The origins of the haunted house date back to 19th-century London, when a series of illusions and attractions introduced the public to new forms of gruesome entertainment. In 1802, Marie Tussaud scandalized British audiences with an exhibition of wax sculptures of decapitated French figures, including King Louis XVI, Marie Antoinette, Marat and Robespierre. Tussaud’s likenesses were remarkably accurate, and with good reason — she created death masks of the French Revolution’s many guillotine victims. When she set up a permanent London exhibition, she dubbed her grotesque collection the “Chamber of Horrors” — a name that has stuck to the wax museum to this day.
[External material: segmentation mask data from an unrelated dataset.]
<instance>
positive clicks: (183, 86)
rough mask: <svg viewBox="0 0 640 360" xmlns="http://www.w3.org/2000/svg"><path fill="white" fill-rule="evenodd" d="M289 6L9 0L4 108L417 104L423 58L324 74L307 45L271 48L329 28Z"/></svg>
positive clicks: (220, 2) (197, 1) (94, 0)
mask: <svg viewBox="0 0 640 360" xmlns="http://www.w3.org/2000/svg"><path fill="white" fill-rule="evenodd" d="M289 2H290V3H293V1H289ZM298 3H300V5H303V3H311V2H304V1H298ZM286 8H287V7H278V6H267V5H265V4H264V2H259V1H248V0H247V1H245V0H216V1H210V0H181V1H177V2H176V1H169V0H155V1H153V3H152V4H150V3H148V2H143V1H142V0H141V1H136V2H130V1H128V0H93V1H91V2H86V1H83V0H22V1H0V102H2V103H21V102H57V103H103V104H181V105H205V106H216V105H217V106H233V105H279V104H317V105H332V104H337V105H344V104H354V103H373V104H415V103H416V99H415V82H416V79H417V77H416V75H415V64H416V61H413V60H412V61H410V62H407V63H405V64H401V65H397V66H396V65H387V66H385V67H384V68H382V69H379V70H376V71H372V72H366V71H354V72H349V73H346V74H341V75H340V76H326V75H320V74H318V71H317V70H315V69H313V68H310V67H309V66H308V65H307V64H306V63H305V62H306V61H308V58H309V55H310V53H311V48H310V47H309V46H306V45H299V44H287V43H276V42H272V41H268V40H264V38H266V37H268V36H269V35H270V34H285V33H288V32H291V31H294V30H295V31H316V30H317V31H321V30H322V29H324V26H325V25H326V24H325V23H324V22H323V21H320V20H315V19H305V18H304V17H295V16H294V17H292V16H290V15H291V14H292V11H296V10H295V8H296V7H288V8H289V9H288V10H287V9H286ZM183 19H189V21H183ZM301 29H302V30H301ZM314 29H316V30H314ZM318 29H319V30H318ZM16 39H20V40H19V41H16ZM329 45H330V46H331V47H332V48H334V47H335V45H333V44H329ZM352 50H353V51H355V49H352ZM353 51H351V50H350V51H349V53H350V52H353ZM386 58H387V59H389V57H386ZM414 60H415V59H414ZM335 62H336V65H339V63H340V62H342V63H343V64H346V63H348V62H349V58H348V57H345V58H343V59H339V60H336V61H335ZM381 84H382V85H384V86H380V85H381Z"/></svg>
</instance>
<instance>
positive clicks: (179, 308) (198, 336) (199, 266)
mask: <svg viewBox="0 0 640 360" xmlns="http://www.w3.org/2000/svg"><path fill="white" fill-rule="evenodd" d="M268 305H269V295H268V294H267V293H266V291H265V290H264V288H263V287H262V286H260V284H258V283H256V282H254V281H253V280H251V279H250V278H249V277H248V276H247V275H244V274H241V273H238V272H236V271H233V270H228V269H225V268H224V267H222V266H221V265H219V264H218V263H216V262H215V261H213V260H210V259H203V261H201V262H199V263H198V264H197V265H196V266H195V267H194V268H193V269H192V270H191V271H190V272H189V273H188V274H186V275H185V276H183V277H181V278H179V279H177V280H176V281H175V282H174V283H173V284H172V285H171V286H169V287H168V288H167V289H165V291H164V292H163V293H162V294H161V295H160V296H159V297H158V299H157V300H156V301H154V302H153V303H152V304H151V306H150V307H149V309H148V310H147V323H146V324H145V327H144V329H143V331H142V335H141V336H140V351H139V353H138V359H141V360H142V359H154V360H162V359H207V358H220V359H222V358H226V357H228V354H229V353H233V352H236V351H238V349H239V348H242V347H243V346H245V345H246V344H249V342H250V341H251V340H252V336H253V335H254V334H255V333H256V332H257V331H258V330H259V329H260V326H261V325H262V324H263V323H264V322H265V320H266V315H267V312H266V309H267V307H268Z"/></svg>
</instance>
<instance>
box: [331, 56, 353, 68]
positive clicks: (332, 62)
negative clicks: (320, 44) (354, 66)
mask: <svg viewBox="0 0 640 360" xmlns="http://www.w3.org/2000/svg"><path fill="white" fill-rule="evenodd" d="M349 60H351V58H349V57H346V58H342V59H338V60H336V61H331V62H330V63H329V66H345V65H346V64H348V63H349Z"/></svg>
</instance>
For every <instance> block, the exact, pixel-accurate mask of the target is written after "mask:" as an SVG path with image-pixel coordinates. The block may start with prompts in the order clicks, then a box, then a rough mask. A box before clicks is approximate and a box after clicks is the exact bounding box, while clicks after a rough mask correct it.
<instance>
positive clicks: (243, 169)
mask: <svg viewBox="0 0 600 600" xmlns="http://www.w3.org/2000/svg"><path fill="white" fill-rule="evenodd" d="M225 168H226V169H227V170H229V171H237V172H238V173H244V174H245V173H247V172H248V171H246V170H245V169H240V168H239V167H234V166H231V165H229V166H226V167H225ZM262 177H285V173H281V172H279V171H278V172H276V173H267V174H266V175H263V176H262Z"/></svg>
At the turn of the 20th century, as Rebekah McKendry describes in Fangoria magazine, the closest relatives to modern haunted houses began experimenting with macabre themes. In Paris, the Grand Guignol theater became notorious for its on-stage depictions of graphic dismemberment; the theater’s director, Max Maurey, famously boasted that he judged each performance by the number of people who passed out, shocked, in the audience. In 1915, an English fairground in Liphook debuted one of the first “ghost houses,” an early type of commercial horror attraction. The public appetite for horror was picking up.